Towards expressive speech in conversational AI

Synthesised speech is nothing new — think virtual assistants for smartphones and smart speakers, and GPS assistance. They may sound robotic and monotonous, even when there are choices of voice or accent. All these is about to change as NVIDIA researchers are using AI to give life to synthesised speech.

The researchers are building models and tools for high-quality, controllable speech synthesis that capture the richness of human speech, filled with intonation, timbre and feelings.

Their models are on demo at Interspeech 2021, which runs through September 3 at Brno Exhibition Centre in Czech Republic.

These models can help voice automated customer service lines for banks and retailers, bring video-game or book characters to life, and provide real-time speech synthesis for digital avatars.
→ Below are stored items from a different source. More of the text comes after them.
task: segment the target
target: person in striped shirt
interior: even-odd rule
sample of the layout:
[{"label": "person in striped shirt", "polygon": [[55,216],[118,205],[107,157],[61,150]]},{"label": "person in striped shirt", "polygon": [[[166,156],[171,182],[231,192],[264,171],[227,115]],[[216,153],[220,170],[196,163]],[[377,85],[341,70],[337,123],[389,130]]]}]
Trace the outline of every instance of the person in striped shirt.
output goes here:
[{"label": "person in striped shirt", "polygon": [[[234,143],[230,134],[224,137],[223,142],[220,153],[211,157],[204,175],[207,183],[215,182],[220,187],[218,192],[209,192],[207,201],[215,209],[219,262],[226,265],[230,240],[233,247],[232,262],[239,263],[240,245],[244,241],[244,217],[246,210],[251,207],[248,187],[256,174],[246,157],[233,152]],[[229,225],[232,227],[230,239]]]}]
Expressive speech synthesis is just one element of NVIDIA Research’s work in conversational AI, which encompasses natural language processing, automated speech recognition, keyword detection, and audio enhancement.

An interesting feature created by NVIDIA researchers is voice conversion, where one speaker’s words (or even singing) is delivered in another speaker’s voice. Inspired by the idea of the human voice as a musical instrument, the RAD-TTS interface gives users fine-grained, frame-level control over the synthesised voice’s pitch, duration and energy.

With NVIDIA NeMo — an open-source Python toolkit for GPU-accelerated conversational AI — researchers, developers and creators can gain a head start in experimenting with, and fine-tuning, speech models for their own applications.